Mental Training to Face Trails
Endurance runs are hard and more so when racing on trails. They require months of logging miles, doing balance, stabilization, and flexibility work to ward off injury, finding the correct hydration and fueling routine, learning to deal with challenging terrain and weather, and, maybe most importantly, fine-tuning your mental game. We know endurance racing is not only physical but also mental. While it is important to build your physical strength and longevity, it is also important to include mental training into your program to get the best experience when out on the trails.
Trail races are challenging but ultimately so rewarding. The struggle you put your body and mind through to run 15, 37, or 100-kilometers, climbing steep ascents, balancing yourself on rough terrain and debris, acclimating yourself to the altitude, for hours and hours on end, all while putting a bet on yourself to finish in the allotted time frame can seem, at times, impossible. But accomplishing such a feat allows you to take on breathtaking views while bringing on a higher belief in your capabilities and an overall sense of pride in your successes. However, getting from point A to point B will ultimately require both physical and mental training.
When you decide to attempt such ambitious goals, it will require defeating any self-doubts or fears and maintaining enthusiasm for the race during the months of preparation. To get your mind right, we have some tips and tricks to help with your mental training.
Document Your Why
Venturing into new territory like trail racing is thrilling for many reasons, but it is vital to understand why. Once the decision to participate in a trail race and registration has been completed, many weeks and months will be necessary to reach this goal. To defeat fatigue and boredom, it is essential to clarify your reasoning behind reaching this challenging feat.
Journaling is a simple task to help define your intention and purpose. Maybe you are an experienced roadrunner hoping to discover new avenues to expand your racing resume.
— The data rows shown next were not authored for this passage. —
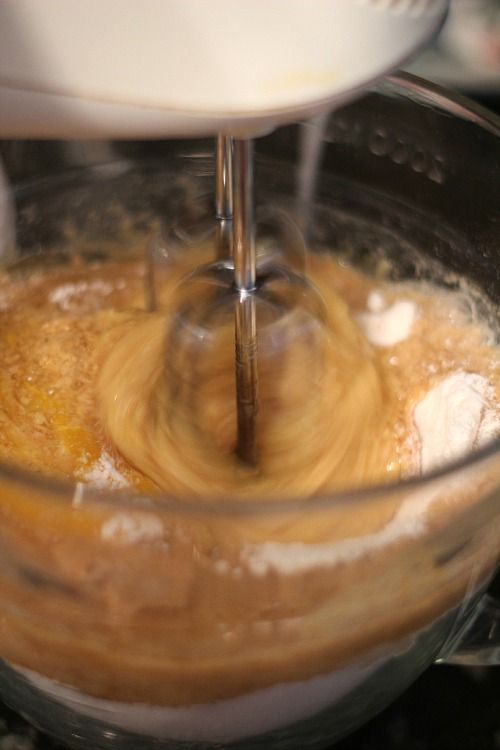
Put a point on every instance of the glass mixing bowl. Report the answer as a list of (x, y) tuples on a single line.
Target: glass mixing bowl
[(117, 627)]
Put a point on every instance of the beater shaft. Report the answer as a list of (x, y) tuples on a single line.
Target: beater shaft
[(224, 196), (244, 255)]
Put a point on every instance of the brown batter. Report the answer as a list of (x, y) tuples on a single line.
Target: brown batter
[(166, 610)]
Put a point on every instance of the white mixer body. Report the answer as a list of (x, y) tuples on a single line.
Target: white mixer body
[(164, 68)]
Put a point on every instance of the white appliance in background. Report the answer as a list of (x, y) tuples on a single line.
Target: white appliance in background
[(129, 69)]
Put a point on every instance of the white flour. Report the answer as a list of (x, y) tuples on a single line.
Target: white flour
[(455, 417), (386, 326), (103, 474)]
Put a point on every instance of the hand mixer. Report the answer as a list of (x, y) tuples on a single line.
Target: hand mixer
[(232, 68)]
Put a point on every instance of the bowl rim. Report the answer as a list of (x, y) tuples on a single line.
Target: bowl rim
[(401, 84)]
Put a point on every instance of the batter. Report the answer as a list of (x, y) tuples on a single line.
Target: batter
[(174, 609)]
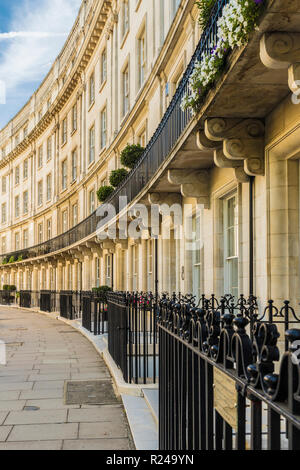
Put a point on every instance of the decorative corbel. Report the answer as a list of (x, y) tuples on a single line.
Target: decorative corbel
[(243, 142), (164, 198), (193, 183), (108, 245), (281, 50)]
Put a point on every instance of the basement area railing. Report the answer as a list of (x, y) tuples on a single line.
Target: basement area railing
[(224, 381), (133, 336), (169, 131)]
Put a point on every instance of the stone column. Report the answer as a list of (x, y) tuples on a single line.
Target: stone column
[(144, 266)]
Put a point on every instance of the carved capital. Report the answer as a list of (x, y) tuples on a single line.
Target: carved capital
[(278, 50), (294, 80), (164, 198), (193, 183), (241, 175), (243, 143), (204, 144), (221, 161)]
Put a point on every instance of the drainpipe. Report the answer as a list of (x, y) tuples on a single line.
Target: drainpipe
[(112, 271), (251, 236), (156, 268)]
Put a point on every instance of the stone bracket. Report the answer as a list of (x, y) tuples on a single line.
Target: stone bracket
[(193, 183), (281, 50), (243, 144)]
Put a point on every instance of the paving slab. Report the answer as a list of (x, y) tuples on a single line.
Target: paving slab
[(102, 430), (32, 445), (40, 394), (10, 395), (96, 444), (9, 405), (37, 417), (43, 432), (16, 386), (101, 414), (33, 415), (50, 404), (49, 385)]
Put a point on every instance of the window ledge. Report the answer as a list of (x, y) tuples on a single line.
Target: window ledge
[(91, 106), (102, 85), (125, 36)]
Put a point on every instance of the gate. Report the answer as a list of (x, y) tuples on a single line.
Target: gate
[(25, 299), (132, 335)]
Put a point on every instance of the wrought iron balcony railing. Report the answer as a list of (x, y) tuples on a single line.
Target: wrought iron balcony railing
[(170, 129)]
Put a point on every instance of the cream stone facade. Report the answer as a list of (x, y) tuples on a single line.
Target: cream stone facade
[(238, 160)]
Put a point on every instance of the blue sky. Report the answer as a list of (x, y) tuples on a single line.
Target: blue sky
[(32, 33)]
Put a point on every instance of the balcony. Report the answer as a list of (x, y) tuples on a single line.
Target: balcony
[(178, 141)]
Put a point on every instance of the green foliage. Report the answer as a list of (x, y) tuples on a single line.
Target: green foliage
[(102, 292), (131, 154), (9, 288), (117, 176), (205, 9), (104, 192)]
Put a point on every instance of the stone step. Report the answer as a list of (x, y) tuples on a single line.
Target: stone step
[(142, 423), (151, 398)]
Maybe you want to challenge yourself in distance or difficulty. Maybe you are returning from an injury and looking to avoid high impact cement surfaces. The reasons are your own but defining them for yourself can help you with your intentions to follow through.
A 2009 study from the Journal of Clinical Sports Psychology had 25 recreational long-distance runners participate in a 4-week intervention on Mindful Sport Performance Enhancement (MSPE). These were weekly workshops including meditation, body scanning focusing on form and breathwork, and yoga. The results found that MSPE was a useful mental training intervention for improving mindfulness and decreasing anxiety and worry related to the sport.
Mindfulness and mental training are just as important as physical training for long-duration exercise. Endurance and trail runners need to learn strategies that help to combat fatigue, boredom, pain, performance anxiety, and negative thoughts. Such activities can include walking meditation, body scanning, breathing, and yoga practices.
Are you familiar with Marie Kondo? She is a Japanese organization consultant, author, and tv host on decluttering your life. She says to keep your life simplified, you must ask yourself if an item brings you joy. This organization technique can also translate over into sport.
Take, for example, The Olympics who adhere to a value system of Olympism which is an idea for all-round cultivation of the athlete. The principle is achieving a balance between the body, will, and mind in which there is joy during effort. In turn, this ideology could be used towards your race training in which most of your workouts should invoke a spirit of joyfulness.
There is science to back all this up. A 2018 study from the Public Library of Science gave 1,256 endurance athletes three questionnaire tools to examine their mental toughness. As a result, those with higher mental toughness achieved satisfaction in sport due to their positive self-perceptions towards physical well-being, pre- and post-practice well-being, athletic performance, and sports vitality. In other words, long term endurance sport adherence improves with increased levels of satisfaction.
A 2018 literature review from Sport Psychology looked at the science behind goal setting in sports. According to this publication, athletes are most successful in reaching long term goals when they practice mental acceptance of challenges along the journey. These athletes also put most of their focus on adaptive short and mid-term goals rather than on the final long term goal.
This type of mental training coincides with process-oriented goal setting rather than the training for the final goal by itself. By focusing on only the final goal creates overwhelming performance pressure and as a result, switches your focus to your inability in being able to complete the goal. By transitioning your focus to the process, you shift your attention to more manageable daily tasks. Being process focused rather than goal-focused establishes building blocks and mental toughness throughout the journey.
Find a Support System
Having self-determination is a great virtue to strive for and accomplish tough goals. However, having a support system in place that backs you up, makes the task of achieving difficult goals all that much more possible.
Whether you have a running coach, running club, family, friends, or virtual friends via a social forum, having someone by your side to help instill your confidence can also help to alleviate fears and anxiety. Finding and utilizing encouraging communities is a great tool to help you get through your trail race training journey.
To ward off performance pressures of trail runs, one must find strategies to minimize fear and anxiety. By putting to practice the steps mentioned above to help with mental training to face trail runs, athletes will have several ways to increase their focus towards self-belief, motivation, and mental toughness. Having an awareness that the training journey will have days that consist of both good and bad, from a mental standpoint, will help runners anticipate and react better to challenges that can occur come race day.